Radar Olhar Aguçado(há cerca de 4 horas)
Trump conversa com líderes do Golfo enquanto avalia proposta do Irã

O presidente dos Estados Unidos, Donald Trump, conversou na tarde deste sábado (23) com líderes do Golfo e de outros países da região para analisar a proposta mais recente do Irã para encerrar a guerra, disse uma fonte familiarizada com o assunto. Ao mesmo tempo, mediadores deixavam reuniões em Teerã sugerindo que as partes haviam avançado rumo a um possível acordo preliminar.

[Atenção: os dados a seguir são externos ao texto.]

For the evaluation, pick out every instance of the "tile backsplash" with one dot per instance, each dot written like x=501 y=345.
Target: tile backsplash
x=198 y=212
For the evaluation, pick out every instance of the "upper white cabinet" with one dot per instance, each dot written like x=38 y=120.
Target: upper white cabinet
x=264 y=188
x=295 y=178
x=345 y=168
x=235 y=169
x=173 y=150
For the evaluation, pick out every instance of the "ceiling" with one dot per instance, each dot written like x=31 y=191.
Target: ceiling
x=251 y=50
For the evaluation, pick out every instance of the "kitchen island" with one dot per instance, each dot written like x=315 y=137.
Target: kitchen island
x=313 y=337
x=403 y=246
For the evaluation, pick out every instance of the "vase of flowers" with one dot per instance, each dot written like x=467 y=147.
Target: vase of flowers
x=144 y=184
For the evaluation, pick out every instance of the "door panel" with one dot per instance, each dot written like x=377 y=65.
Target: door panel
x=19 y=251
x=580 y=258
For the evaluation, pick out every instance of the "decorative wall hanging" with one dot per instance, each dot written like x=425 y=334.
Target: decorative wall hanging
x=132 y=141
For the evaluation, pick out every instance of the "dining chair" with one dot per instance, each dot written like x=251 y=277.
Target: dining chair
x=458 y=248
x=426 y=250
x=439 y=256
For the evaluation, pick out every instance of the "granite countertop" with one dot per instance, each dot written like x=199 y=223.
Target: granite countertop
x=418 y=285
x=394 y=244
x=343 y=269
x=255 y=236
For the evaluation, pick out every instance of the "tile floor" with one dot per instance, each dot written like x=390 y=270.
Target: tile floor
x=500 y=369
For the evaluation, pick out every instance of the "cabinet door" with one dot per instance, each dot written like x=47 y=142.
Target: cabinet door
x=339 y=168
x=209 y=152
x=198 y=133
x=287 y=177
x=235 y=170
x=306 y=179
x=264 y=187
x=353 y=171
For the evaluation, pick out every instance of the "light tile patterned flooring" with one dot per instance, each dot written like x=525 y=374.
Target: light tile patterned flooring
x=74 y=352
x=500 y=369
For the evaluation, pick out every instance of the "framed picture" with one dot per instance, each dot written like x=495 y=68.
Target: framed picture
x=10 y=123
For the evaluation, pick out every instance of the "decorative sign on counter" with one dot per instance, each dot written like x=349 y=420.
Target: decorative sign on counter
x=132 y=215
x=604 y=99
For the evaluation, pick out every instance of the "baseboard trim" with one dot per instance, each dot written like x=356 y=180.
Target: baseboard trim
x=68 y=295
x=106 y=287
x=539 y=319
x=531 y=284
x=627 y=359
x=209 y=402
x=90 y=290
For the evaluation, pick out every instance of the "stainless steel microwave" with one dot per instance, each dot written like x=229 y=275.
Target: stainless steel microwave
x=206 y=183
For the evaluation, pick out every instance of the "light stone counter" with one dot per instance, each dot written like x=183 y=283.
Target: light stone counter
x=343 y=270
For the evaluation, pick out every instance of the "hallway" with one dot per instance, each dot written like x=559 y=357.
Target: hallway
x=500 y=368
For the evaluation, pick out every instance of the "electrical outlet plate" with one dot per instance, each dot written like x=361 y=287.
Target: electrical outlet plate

Trump, em entrevista por telefone ao Axios, descreveu as chances de um acordo com o Irã como “um sólido 50 a 50” antes da ligação com os líderes regionais, acrescentando que pode decidir até domingo se retomará ações militares contra o Irã.

O presidente afirmou que as negociações podem resultar em um acordo “bom” ou levar os EUA a decidirem “explodi-los até o inferno”.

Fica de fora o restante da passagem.